I kind of thought I was past this whole upheaval about Fifty Shades of Grey and its origins. However, just last week I read about another huge traditional publishing deal that just went through for another “re-purposed”, former Twilight fan fiction story.
Can open. Worms everywhere. Again.
To be clear: my problem with Fifty Shades of Grey has never been the genre. It’s not even really about the poor writing. Sure, I don’t like that poor writing is outselling superior writing, but it’s not a new thing. For me it has always been about the origins.
Fan fiction, by definition, uses other authors’ characters. They are not our own. We may insert our own original characters in a story sometimes. We may think we can change our story enough to make a “new” one (and truly, the vast majority of our readers would never know that it was originally a Twilight fan fiction story or a Bones one or whichever fandom), but in spite of these things, at best we are perhaps saying that the characters simply “inspired” us; at worst we are merely playing with semantics. Change a name here, change an occupation there.
If the primary characters were never your own to begin with, though, can the “new” story truly be our own? Would the same story have come from different characters had we not written that original fan fiction story to begin with?
Becca Weston had this to say:
If you write a fanfic, even if you’re writing an AU [alternate universe], you’re not starting from a blank creative slate. You’re taking a network of characters and ideas from an existing universe and playing around in it as you choose. You may bend it a LOT; you may choose unusual romantic pairings2 or put them in – oh, say – a university setting instead of small town Washington. But none of it is really yours.
So what about novels that re-do, give prequels of, or continue a story from an author such as Jane Austen? Isn’t that the same thing?
An excellent question. I pondered it a great deal.
March, by Geraldine Brooks, takes the father from Luisa May Alcott’s Little Women, and gives him a story for while he is away at war. Jean Rhys’s Wide Sargasso Sea serves as a prequel to Charlotte Brontë’s Jane Eyre. Isn’t this fan fiction? How is it any different than what I’ve been talking about?
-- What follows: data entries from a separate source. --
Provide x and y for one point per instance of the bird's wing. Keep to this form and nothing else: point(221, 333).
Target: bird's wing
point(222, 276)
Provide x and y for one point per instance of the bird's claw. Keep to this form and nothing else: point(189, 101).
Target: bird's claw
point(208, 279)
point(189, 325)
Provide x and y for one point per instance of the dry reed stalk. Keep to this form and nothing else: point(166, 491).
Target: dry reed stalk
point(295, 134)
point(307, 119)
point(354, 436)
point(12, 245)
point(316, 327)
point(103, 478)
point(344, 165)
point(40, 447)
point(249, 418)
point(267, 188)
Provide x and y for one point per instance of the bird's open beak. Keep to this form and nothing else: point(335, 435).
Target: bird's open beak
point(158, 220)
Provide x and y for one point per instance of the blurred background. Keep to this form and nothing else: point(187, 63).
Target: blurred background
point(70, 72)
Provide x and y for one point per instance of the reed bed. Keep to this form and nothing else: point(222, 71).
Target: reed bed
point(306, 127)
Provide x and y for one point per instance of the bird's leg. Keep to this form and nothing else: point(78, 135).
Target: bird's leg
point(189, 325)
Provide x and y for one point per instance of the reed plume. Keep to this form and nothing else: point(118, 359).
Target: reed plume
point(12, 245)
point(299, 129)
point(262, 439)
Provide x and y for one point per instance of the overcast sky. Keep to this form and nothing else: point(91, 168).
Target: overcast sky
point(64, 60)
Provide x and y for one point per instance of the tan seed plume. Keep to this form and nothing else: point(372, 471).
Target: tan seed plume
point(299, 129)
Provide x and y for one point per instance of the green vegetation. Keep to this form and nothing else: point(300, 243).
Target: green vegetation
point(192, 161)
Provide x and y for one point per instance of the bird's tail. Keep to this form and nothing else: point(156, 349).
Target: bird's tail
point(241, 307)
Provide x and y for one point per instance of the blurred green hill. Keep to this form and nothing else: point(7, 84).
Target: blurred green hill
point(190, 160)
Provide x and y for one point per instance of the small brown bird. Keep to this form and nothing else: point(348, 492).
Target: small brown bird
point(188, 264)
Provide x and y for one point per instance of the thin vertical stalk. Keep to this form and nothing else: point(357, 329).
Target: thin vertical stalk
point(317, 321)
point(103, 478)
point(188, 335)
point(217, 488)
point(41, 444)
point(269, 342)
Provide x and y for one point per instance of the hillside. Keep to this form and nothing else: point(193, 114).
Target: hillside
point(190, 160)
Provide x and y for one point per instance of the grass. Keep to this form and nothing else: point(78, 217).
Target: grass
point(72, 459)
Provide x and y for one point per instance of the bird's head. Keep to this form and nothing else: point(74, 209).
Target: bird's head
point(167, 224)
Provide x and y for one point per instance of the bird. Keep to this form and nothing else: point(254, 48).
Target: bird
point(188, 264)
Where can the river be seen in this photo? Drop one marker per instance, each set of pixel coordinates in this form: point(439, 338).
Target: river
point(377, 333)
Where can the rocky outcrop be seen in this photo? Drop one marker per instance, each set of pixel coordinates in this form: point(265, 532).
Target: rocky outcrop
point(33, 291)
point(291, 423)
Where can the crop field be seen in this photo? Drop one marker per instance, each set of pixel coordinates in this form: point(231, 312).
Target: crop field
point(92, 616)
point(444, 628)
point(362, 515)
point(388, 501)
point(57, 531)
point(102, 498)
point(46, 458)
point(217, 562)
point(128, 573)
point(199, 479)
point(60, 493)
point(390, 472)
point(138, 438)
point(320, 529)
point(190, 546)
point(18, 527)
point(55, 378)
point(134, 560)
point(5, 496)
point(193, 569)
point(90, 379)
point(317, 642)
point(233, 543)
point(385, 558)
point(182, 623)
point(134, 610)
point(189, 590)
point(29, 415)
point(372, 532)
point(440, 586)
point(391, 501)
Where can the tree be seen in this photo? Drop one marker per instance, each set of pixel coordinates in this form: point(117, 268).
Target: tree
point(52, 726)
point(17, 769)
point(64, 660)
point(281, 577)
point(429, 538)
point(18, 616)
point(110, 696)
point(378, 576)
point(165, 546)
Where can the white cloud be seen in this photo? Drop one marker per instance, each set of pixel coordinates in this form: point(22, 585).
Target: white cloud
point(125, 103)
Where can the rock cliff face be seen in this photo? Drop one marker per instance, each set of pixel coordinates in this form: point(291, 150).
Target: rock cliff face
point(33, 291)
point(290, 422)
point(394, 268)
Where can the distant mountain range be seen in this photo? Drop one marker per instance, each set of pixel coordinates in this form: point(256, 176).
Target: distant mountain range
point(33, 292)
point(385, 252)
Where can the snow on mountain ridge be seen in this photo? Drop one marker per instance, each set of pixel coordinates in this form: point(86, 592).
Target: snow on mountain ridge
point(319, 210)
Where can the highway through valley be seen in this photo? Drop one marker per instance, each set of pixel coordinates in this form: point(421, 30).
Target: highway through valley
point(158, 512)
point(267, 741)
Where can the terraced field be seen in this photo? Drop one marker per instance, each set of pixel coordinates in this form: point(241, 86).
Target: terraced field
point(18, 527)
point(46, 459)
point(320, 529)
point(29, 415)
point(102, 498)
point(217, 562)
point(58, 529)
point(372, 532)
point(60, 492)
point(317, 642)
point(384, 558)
Author Maureen Johnson suggests that the issue disappears because the work of those authors is now in public domain regarding copyright. You know, they’re old. In the context of copyright and profit from another’s work, this is an important and valid point.
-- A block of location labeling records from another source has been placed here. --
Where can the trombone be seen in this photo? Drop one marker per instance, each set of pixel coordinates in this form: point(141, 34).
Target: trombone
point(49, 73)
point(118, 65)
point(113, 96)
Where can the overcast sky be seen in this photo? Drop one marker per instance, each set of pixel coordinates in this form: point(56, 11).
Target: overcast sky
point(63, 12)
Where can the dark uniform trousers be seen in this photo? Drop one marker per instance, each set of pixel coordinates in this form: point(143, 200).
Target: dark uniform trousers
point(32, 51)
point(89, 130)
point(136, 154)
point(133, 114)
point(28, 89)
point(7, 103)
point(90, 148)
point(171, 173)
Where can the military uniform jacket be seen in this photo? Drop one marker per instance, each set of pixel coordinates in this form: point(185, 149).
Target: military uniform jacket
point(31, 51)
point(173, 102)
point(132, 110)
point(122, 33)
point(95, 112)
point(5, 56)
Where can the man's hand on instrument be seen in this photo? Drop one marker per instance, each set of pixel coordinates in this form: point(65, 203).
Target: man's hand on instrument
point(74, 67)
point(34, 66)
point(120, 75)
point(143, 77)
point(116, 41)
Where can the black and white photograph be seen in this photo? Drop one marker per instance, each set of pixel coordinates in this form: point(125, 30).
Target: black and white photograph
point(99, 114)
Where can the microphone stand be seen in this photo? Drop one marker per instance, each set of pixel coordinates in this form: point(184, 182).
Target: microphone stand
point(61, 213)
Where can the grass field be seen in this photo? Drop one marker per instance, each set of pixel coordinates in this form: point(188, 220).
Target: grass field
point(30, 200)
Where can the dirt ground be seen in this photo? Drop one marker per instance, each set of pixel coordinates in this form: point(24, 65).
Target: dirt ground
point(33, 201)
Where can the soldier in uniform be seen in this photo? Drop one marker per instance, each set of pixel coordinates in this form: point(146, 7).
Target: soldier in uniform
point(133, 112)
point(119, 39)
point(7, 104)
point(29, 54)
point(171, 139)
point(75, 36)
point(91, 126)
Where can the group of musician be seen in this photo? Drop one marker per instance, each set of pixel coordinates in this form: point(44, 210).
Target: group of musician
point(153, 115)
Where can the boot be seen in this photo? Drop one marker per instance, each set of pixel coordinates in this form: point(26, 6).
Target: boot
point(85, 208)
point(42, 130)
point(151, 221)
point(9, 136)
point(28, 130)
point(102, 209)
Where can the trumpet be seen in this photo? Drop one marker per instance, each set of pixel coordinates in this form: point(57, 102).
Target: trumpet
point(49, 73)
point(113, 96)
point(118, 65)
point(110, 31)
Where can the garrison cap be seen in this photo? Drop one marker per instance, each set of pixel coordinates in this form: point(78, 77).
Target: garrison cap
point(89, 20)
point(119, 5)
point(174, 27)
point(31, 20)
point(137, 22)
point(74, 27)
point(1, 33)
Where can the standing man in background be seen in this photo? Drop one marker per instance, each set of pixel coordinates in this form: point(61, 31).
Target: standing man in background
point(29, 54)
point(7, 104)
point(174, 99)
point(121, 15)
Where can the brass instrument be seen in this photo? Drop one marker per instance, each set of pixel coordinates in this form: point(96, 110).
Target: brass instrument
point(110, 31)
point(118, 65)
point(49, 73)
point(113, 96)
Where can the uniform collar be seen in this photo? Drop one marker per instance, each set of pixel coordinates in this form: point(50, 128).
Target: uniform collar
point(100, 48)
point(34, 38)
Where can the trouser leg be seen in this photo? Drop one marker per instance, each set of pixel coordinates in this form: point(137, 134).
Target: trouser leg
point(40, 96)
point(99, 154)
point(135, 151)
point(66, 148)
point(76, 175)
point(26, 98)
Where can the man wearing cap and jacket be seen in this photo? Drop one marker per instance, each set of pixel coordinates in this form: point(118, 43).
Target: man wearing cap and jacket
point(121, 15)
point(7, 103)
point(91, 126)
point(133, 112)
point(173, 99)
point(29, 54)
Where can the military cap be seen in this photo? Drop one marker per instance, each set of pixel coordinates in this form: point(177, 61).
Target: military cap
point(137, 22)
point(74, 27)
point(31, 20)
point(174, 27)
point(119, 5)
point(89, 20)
For me? It’s an artistic issue. Writing fan fiction, while potentially a great way to practice and develop writing, does not offer the full skill of using that blank slate that Weston mentions. We don’t have to imagine how our characters will react because the original author has already done that for us. It’s kind of like taking an independent writing course, except the scaffolding is always there. Our audience is even pre-selected. The craft of writing our own original pieces, however, should entail only our own architecture.
Even more so, though, it is a matter of integrity. My “aha” moment arrived when I realized that the core difference between re-purposed fan fiction and the novels of Brooks and Rhys lies in the transparency. Brooks and Rhys do not pretend that their novels don’t use Alcott’s and Brontë’s characters (and it should be noted that both of these authors had already established themselves as authors of original fiction before these particular novels). For me, when I see some of the current fanfics-turned-novels, I feel like it is stealing. These authors can change the names of the characters – but ultimately these same characters may never have existed if they weren’t already someone else’s.
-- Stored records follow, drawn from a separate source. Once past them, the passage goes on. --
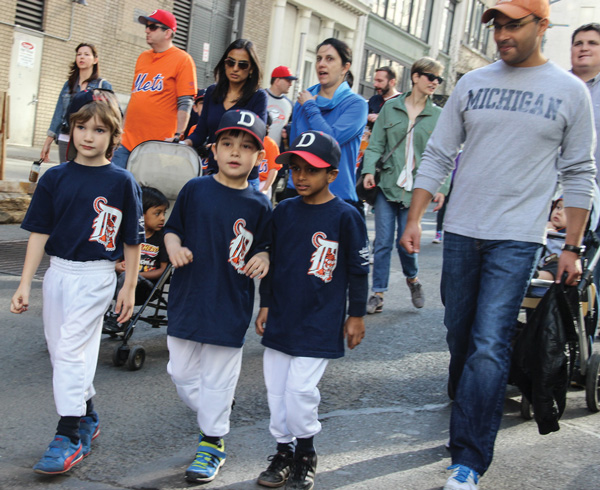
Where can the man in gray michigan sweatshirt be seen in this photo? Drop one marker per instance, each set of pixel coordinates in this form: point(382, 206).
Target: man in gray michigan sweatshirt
point(521, 121)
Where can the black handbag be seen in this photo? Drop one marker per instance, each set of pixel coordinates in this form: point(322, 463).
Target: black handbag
point(369, 195)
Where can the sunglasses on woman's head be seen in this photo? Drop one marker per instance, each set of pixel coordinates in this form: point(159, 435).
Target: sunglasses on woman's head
point(242, 64)
point(431, 77)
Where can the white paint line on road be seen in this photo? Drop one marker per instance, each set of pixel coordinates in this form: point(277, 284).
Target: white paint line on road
point(377, 410)
point(581, 429)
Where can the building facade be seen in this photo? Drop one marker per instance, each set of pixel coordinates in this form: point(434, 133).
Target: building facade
point(43, 34)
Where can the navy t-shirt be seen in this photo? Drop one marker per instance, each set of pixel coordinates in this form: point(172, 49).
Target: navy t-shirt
point(315, 248)
point(89, 212)
point(210, 299)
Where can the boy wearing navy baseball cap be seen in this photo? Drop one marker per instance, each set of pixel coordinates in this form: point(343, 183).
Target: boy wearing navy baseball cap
point(217, 237)
point(319, 261)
As a reader, maybe you don’t care (no matter how much I wish you would) – a fun read is a fun read.
As a writer, I am annoyed and disappointed in the subterfuge, which to me feels like a lack of respect for the craft, and yes, I take it personally. I’m okay with that. I’m betting y’all could find your own analogies regarding your own crafts for this kind of thing, no?
What do you think? Is my distinction between converted fan fiction and novels like Brooks’s and Rhys’s a fair one?
(Re-makes of old songs. Good analogy for fan fiction in music or no?)